TC Food Justice is a 501(c)(3) nonprofit organization based in Minneapolis. Since March 2016 we have been working with co-ops, grocery stores, and farmers markets to re-distribute their unsalable foods to local hunger relief organizations. We focus on vegetables, fruits, and nutrient rich breads because hunger relief organizations often find it challenging to consistently provide fresh food options for their clients. We seek to improve food insecure individuals’ access to fresh, nutritious food.
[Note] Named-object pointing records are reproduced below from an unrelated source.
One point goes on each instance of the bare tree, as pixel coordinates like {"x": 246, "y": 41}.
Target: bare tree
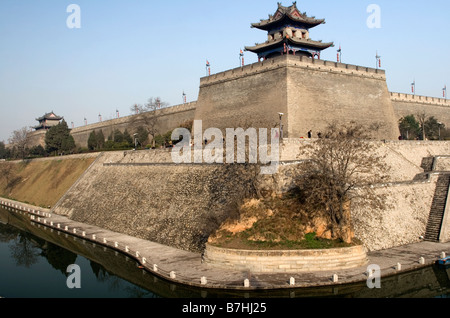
{"x": 342, "y": 167}
{"x": 19, "y": 138}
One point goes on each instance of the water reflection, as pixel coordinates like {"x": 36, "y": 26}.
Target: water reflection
{"x": 35, "y": 259}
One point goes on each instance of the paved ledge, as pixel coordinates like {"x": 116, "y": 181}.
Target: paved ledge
{"x": 189, "y": 268}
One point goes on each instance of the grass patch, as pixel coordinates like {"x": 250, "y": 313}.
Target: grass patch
{"x": 42, "y": 182}
{"x": 309, "y": 242}
{"x": 276, "y": 224}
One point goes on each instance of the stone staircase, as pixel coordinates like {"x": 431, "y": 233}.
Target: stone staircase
{"x": 437, "y": 208}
TC Food Justice operates through four core values:
(1) improving health through increased access to nutrient rich food, especially among food insecure individuals,
(2) creating conditions for health and economic equity in the neighborhoods we serve,
(3) executing our work with environmentally sustainable mechanisms, and
(4) engaging the Twin Cities community in the issues of food waste, food insecurity and hunger.
Food rescue program
The largest and longest-running program at TC Food Justice is our Food Rescue Program. This program is the core of our work. We find donors with excess produce that they wish to donate instead of discard; partner with nearby hunger relief organizations to plan weekly produce drop-offs; and coordinate our volunteers to collect, sort, and deliver the food by bike or by car. We are proud to serve smaller grocers and hunger relief organizations that have been excluded from traditional, larger-scale food rescue programs. We deliver food the same or next day, maximizing its quality and likelihood of being consumed. All our deliveries operate free of cost to donor and recipient organizations.
OUR HISTORY
TCFJ was founded in November of 2015 by five public health professionals while they were in graduate school for their Master of Public Health degrees at the University of Minnesota: Eva Weingartl, Sam Friedrichsen, Mike Kosiak, Hannah Volkman, and Kelzee Tibbetts.
Their health education inspired them to become active in the community, and their common interest of helping others and the planet led to the development TC Food Justice. They felt that the combined rates of hunger and food waste in the Twin Cities was unacceptable, and as a group, they hoped to find solutions to both issues.